2. RCTO: le insidie di sottolimiti e clausole restrittive
A volte basta una parola per cambiare il senso di una clausola in un contratto
di assicurazione. Il linguaggio giuridico con cui vengono formulate le polizze
non è semplice ed è importante fare grande attenzione. Il
massimale di responsabilità civile a volte è elevato e sembra
fornire adeguate garanzie, ma le insidie sono dietro l'angolo. In primis il
massimale RC è espresso nella sua validità per sinistro oppure
per sinistro e anno assicurativo? Si tratta di una differenza non da poco, in
grado di determinare le sorti di un'azienda. Quanto ai sottolimiti, il
campionario è vasto.
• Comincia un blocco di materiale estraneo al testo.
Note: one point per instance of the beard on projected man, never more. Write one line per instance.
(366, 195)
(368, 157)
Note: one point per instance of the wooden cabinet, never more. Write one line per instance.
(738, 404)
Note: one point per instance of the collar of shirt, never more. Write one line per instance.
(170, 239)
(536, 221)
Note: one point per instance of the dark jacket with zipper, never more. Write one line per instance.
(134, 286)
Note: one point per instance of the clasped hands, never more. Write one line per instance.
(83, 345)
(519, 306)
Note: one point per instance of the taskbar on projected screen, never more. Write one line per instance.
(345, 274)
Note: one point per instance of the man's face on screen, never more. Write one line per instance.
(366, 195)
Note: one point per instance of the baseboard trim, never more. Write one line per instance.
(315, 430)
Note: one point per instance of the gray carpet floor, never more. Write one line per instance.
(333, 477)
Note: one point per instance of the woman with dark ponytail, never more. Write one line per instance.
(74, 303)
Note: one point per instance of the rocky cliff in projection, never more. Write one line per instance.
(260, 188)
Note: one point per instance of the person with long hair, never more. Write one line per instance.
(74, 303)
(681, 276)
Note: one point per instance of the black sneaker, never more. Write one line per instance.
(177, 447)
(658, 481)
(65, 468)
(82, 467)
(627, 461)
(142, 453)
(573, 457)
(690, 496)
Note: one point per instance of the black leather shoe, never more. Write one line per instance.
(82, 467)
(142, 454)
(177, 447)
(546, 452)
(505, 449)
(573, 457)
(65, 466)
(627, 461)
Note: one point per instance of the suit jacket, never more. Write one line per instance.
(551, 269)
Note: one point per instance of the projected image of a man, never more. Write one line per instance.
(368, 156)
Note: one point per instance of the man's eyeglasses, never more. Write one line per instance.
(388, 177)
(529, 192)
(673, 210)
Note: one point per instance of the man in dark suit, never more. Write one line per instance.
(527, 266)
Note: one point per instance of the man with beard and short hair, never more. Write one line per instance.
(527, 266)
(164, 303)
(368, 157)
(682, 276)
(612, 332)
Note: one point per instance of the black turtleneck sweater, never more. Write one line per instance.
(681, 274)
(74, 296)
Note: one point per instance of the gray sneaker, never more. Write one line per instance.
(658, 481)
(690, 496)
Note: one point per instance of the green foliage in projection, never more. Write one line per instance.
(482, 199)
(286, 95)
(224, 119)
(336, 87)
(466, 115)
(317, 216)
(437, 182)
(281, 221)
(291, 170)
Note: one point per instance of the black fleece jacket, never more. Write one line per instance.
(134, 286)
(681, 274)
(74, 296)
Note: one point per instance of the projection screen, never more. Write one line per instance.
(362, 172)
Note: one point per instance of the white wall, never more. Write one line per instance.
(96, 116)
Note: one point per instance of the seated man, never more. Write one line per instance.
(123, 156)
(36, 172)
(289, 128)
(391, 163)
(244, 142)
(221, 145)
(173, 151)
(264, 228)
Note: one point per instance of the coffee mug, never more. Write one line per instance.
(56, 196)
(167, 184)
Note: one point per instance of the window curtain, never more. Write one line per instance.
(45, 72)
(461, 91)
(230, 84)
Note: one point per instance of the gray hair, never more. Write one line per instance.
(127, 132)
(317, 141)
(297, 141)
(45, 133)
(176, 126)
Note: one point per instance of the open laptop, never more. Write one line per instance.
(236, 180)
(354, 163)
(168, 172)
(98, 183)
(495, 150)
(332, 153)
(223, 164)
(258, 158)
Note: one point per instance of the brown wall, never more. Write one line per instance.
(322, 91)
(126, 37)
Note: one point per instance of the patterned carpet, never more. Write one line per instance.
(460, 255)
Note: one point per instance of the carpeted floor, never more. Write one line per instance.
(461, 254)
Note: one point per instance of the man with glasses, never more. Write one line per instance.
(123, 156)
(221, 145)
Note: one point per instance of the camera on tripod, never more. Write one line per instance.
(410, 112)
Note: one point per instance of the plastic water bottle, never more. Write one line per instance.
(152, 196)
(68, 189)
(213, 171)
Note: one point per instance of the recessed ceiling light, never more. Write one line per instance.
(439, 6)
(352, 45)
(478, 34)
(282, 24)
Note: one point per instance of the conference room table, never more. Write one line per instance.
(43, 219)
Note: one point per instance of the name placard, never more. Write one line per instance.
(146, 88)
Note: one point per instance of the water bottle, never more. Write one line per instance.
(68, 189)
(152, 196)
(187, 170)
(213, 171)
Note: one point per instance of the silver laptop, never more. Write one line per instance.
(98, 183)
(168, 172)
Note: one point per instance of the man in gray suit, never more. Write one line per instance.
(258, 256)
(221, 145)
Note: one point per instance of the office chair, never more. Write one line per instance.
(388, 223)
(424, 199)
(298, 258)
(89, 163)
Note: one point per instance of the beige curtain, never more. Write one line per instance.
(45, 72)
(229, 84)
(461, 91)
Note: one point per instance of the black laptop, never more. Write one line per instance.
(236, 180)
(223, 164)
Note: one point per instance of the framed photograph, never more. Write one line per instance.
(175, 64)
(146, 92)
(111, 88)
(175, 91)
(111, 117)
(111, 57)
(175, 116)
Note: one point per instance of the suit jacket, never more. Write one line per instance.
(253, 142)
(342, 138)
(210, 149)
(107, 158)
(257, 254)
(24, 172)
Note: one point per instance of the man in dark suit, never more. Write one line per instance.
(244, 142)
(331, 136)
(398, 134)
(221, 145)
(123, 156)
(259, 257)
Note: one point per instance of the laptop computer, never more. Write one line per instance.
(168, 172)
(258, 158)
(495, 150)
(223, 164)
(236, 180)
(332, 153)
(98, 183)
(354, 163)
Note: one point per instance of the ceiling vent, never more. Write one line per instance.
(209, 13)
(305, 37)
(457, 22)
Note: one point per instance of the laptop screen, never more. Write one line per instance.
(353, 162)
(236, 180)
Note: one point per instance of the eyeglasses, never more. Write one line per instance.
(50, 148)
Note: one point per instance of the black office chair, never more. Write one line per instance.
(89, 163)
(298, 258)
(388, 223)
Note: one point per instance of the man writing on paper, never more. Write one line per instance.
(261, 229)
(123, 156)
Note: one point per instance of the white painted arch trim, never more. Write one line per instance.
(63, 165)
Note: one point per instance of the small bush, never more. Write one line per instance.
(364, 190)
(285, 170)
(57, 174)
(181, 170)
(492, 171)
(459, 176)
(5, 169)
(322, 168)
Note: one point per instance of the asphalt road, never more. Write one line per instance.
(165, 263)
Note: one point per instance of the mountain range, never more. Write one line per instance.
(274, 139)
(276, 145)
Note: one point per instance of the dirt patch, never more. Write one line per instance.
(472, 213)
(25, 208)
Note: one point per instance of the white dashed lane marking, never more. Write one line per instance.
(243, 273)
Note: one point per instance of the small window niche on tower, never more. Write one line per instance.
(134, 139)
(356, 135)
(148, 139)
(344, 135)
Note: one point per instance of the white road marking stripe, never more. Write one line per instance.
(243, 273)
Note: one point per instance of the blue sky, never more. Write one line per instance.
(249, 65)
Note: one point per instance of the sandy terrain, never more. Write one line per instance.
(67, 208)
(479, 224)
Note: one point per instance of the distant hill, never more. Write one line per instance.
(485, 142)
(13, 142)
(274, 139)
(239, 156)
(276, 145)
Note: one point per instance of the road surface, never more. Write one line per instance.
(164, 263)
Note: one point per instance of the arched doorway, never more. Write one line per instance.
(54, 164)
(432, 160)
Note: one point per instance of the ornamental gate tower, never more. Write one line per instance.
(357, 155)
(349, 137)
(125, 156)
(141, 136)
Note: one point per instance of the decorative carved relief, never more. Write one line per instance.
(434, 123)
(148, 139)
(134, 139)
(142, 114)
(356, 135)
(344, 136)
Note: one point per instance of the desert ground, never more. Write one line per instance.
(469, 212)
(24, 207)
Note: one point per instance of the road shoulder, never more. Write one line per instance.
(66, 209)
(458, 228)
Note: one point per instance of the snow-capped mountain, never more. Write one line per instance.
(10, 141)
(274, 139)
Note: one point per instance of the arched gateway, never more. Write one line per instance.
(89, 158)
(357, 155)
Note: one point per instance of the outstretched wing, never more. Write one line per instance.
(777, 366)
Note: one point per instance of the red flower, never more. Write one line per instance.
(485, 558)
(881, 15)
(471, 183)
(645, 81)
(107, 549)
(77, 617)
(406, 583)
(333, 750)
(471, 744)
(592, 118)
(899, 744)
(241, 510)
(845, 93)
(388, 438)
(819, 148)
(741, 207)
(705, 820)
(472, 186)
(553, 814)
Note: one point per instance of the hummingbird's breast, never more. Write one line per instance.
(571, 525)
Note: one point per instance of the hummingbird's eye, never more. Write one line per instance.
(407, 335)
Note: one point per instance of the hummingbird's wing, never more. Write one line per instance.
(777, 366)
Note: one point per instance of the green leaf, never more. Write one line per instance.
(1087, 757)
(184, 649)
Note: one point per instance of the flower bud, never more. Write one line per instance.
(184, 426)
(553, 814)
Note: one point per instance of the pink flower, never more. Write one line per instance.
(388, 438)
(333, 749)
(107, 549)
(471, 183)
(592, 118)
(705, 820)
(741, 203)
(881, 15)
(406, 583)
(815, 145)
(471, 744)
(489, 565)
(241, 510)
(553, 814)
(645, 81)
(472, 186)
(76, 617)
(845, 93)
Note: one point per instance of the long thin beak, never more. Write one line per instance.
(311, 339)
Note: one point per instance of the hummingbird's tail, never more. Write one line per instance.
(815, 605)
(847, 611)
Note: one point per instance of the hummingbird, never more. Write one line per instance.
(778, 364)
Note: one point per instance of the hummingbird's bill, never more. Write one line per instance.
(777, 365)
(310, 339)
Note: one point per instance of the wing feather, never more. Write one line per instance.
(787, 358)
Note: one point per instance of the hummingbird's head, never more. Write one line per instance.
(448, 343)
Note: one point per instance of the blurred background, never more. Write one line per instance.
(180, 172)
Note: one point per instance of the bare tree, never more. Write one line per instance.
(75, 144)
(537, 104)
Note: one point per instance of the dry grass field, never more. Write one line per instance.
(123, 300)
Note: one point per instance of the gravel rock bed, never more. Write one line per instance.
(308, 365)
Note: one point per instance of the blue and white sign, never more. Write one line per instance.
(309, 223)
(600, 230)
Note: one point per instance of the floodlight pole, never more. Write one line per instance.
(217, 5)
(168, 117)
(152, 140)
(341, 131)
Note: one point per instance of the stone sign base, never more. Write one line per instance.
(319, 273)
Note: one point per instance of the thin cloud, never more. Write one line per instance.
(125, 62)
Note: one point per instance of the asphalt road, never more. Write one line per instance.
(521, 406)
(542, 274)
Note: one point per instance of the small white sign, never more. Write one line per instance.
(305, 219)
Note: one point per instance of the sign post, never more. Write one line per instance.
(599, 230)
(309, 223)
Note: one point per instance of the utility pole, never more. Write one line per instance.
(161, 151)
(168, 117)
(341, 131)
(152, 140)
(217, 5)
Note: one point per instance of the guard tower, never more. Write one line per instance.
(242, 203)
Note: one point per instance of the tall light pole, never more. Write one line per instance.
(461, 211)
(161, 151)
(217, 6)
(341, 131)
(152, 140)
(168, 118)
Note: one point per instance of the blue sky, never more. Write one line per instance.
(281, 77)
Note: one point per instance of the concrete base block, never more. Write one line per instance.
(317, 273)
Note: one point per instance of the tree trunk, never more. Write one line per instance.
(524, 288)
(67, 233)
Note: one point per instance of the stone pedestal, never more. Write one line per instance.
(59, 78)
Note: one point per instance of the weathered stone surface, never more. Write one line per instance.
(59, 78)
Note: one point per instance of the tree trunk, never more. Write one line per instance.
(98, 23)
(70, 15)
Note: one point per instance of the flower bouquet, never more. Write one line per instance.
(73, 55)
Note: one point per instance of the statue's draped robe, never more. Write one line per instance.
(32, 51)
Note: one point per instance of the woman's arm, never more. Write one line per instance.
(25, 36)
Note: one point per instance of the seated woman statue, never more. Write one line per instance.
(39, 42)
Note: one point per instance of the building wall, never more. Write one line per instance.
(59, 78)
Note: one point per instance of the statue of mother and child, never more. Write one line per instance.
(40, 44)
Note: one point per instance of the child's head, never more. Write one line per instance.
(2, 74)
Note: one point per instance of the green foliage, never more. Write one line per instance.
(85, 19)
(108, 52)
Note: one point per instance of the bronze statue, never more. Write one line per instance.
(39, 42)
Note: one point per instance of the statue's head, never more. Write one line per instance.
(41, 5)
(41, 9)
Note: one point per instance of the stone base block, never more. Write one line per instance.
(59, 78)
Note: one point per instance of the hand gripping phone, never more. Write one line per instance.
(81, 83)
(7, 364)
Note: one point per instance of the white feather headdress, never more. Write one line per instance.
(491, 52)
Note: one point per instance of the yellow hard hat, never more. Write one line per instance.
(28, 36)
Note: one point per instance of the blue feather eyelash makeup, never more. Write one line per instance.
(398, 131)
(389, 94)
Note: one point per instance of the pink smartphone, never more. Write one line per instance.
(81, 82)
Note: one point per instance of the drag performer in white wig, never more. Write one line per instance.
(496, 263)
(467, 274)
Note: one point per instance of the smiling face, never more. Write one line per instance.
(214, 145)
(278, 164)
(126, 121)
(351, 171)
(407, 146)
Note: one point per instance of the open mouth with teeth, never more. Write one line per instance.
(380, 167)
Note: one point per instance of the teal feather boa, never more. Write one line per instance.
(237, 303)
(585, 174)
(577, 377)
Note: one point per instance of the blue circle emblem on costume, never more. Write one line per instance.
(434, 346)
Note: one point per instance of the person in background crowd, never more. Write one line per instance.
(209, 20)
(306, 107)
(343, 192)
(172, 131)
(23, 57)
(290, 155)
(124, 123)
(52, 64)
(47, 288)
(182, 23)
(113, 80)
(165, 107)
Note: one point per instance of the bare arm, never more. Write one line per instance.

Danni a cose in consegna o custodia, danni da
interruzione o sospensione di attività di terzi, malattie professionali,
danni a veicoli in sosta, cessione di lavoro in subappalto, danni da fuoco, e,
per vedere il solo settore edile, danni a condutture e cavi sotterranei, danni
da cedimento o franamento del terreno, furti agevolati da ponteggi, danni da
bagnamento, garanzia postuma per lavori di installazione o posa in opera, ecc.
Queste clausole vengono solitamente prestate con dei limiti standard, spesso
inaccettabili. Le compagnie di solito non mollano di un centimetro su questi
limiti, anche se un buon lavoro da parte di consulenti e agenti di
assicurazione può aiutare ad elevare la portata delle garanzie. Quello
che, dal punto di vista tecnico, occorre far presente all'impresa è che
questi limiti esistono e che l'impresa deve avere coscienza di questa
esistenza. Il trasferimento del rischio quindi, in alcuni frangenti, diventa
parziale. La compagnia di assicurazioni arriva fino a un tetto massimo, al di
sopra del qualche sborsa l'azienda.
3. La scelta dei massimali e le opzioni franchigie
Che massimale si può considerare adeguato a una data realtà
aziendale? Teoricamente l'unico massimale in grado di garantire un'impresa
è il massimale illimitato. Si tratta di una prestazione non più
garantibile dalle compagnie che lo hanno ritirato dal mercato dopo i drammatici
attentati dell'11 settembre 2001. Il massimale illimitato era comunque riferito
solo alla RC auto e non riguardava le coperture da RC aziendale. Che massimale
proporre allora? Il bravo consulente ha una sola risposta, il massimale
più alto possibile sia per l'RCT che per l'RCO. Il perché, in
termini spiccioli lo si capisce osservando le entità dei sinistri da
responsabilità civile che colpiscono cose (si pensi per esempio ai danni
da fermo attività) e persone (basta consultare sentenze e tabelle dei
tribunali per capire quanto "costano" un morto o un invalido).
Dal punto di vista del risk management, si potrebbe
sperimentare la soluzione dell'aumento della franchigia frontale per contenere
i costi di polizza. Una scelta imprenditoriale e tecnica affidabile se la
gestione manageriale guarda con preoccupazione ai sinistri importanti o
catastrofici. Le compagnie sono felici di poter abbattere i costi di polizza a
fronte di una più elevata partecipazione al rischio dell'impresa. La
franchigia si può tecnicamente calibrare sullo storico dei sinistri.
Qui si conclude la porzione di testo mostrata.